Apart from its treatment of art, the other theoretical device which distinguishes the specto-situationists from the 2nd International is the concept of the spectacle. This gains its most elaborated theorisation in Guy Debord's "La societe du spectacle" (Buchet-Chastel, Paris, 1967 - English translation Black & Red, Detroit, 1970). In this, paraphrasing Marx, Debord announces:
"The entire life of societies in which modem conditions of production reign announces itself as an immense accumulation of spectacles. Everything that was directly lived has moved away into a representation."
From this point on, Debord proceeds to treat the spectacle as a generalised, and simultaneously a localised, phenomenon. And by treating it in this way - offering a series of overlapping but hardly regimented descriptions - he is unable to arrive at a uniform notion of the concept. Debord only appraises its various movements without demonstrating any real relation between them.(2) The specto-situationist conception of both capitalist and communist society is as mystical as its conception of art. Debord announces that the "spectacle is not a collection of images but a social relation among people mediated by images", as though human relations hadn't always been conducted via sense impressions (which in terms of sight have always been images). Vaneigem in his "Traite de sawoir-vivre a l'usage des jeunes generations" (Gallimard, Paris, 1967) talks of communist society as being a world of 'masters without slaves'; when it is actually a society in which metaphors of class domination will be rendered meaningless.
Rather than attempting to develop rigorous theories, and failing miserably, the 2nd Situationist International pursued a more open policy. In the "Situationist Times" de Jong would draw together photographs, diagrams and odd pieces of writing on a specific theme (for example labyrinths in issue 4, Paris 1963) and leave her readers to draw their own conclusions. In many ways issues of the "Situationist Times" resemble contemporary printed editions by Fluxus. Both represent a non-art approach to what can only very loosely be termed artistic activity.
Thus while the specto-situationists were doubly ideological in their dogmatic assertion of the theoretical nature of their speculations, the 2nd Situationist International - which was happy to have its thought described as an ideology - proved more open minded in its approach to philosophical enquiry.
1. The faction I describe as the 'specto-Situationist International', always referred to itself simply as the 'Situationist International'. However, since two factions existed, both claiming the title Situationist International - the Nashist group at least had the decency to place the word 'Second' in front of the name - I used the term 'specto' to differentiate the Debordist faction from the original SI, which existed before the split of '62. The term 'specto' refers to the theory of the 'spectacle', to which the Debordist faction clung in the way a Jesuit clings to the idea of 'God'.
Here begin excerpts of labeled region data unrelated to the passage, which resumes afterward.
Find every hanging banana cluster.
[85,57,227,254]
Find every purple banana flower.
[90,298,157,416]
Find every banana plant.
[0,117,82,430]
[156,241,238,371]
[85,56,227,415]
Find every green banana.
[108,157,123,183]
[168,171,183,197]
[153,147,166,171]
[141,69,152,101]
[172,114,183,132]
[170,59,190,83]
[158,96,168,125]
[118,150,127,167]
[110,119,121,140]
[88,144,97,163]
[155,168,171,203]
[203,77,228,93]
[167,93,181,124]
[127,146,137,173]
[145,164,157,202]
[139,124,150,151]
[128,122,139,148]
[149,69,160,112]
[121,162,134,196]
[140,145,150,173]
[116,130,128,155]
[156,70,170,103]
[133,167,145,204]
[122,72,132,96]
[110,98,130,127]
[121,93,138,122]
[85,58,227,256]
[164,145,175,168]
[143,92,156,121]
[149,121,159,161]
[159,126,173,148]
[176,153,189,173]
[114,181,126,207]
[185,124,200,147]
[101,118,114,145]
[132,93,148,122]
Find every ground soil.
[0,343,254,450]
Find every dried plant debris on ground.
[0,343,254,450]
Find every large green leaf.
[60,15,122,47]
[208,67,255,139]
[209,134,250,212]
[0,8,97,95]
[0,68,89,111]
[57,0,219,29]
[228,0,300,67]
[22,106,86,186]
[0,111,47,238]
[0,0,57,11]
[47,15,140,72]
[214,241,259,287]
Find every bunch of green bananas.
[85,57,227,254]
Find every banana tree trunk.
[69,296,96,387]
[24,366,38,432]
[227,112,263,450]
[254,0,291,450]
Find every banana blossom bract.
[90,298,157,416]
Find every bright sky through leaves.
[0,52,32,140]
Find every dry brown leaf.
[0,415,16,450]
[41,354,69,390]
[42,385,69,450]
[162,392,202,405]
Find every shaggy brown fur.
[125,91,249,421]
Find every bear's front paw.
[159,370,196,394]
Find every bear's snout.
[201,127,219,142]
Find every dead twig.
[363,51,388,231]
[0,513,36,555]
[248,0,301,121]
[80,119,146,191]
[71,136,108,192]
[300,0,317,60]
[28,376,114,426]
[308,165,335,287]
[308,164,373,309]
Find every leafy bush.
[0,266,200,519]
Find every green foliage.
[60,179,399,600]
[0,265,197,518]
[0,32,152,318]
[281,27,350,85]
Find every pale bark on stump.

2. For an earlier and more elaborate version of this argument see David Jacobs & Christopher Winks "AT DUSK - The Situationist Movement In Historical Perspective" (Perspectives, Berkeley 1975). See also Mark Shipway's essay "Situationism" in Rubel & Crump (eds) "Non-Market Socialism in the Nineteenth and Twentieth Centuries" (MacMillan, Basingstoke & London 1987) for a less 'theoretical' explanation of how the specto-SI projected trends occurring within a specific stratum of French society across class and national boundaries and into a universal 'theory'.